對於中國基建的大規模落地,其實有一些直觀的解釋,無需歸因於中國在文化或其他方面的獨特優勢。大約15年前,中國的人均國內生產總值達到了美國上世紀60年代的水平——那個時候,美國正大力建設州際高速公路系統,美國的技術實力與國家治理能力,令其宏偉的工程建設成為世界艷羨的對象。
I don’t pretend to know how it will all shake out, on the global stage or even in the halls of Washington think tanks. But after a decade of steady intensification, America’s story of its rivalry with China has taken a turn, with Beltway hysteria giving way to something more subdued, uncertain, even insecure.
我不敢妄言全球舞台乃至華盛頓智庫內部的局勢將如何演變。但經過十年的持續升溫,美國關於中美競爭的敘事已悄然轉向,華盛頓曾有的歇斯底里正被一種更為克制、充滿不確定性甚至不安的情緒取代。
Two decades ago, many Americans assumed that the Beijing model could not sustain a challenge to American hegemony without collapsing under its internal contradictions and shortcomings. One decade ago, China hawks began to fret that much more needed to be done to box out the rising power. And though it still isn’t consensus and there is still plenty of competitive hysteria, over the last year we’ve begun to hear many more wondering whether the race has already been lost.
20年前,許多美國人認為,北京模式的內在矛盾與缺陷終將使其崩塌,無法對美國霸權構成持久挑戰。10年前,對華強硬派開始憂心,美國需要採取更多行動,遏制這個崛起的大國。

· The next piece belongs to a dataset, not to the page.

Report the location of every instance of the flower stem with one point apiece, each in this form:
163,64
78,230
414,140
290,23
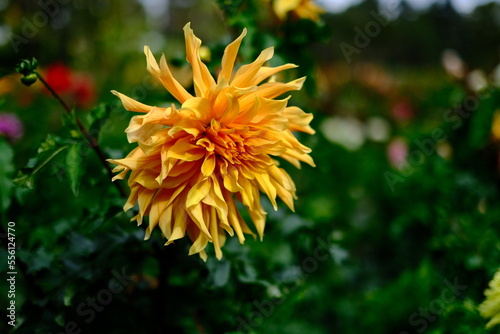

儘管如今尚未形成共識,競爭帶來的歇斯底里仍大量存在,但過去一年,越來越多聲音開始質疑這場競賽是否早就是敗局已定。
This shift is pretty disorienting for a country as cocky as this one, as Kuo wrote recently in the Ideas Letter, in an essay he called “The Great Reckoning.” “We have witnessed not merely the rise of another great power, but a fundamental challenge to assumptions long embedded in Western thought — about development, political systems, and civilizational achievement itself,” he wrote. “We simply haven’t yet found the intellectual courage to face it.”
正如郭怡廣近期在《思想通訊》(Ideas Letter)中的一篇題為《大反思》(The Great Rechoning)的文章中所言,對於美國這樣一個向來自負的國家而言,這一轉變令人困惑。他寫道:「我們見證的,不僅是另一個大國的崛起,更是對西方思想中根深蒂固的假設——關於發展、政治制度乃至文明成就本身——的根本性挑戰,」他寫道。「我們只是尚未擁有直面這一現實的思想勇氣。」
Or perhaps we are just now beginning to — some growing fatalistic, others envisioning a world defined less by imperial rivalry than by balance, others by lashing out against old allies and former adversaries in a desperate performance of strength against those we remain confident we can intimidate and overwhelm.
或許,我們如今才剛剛開始直面這一現實——有人愈發陷入宿命論,有人憧憬一個不再由霸權對抗主導、而是趨於平衡的世界,還有人通過向老牌盟友與昔日對手發難,在那些我們仍確信能夠威懾壓倒的對象面前,上演絕望的強權表演。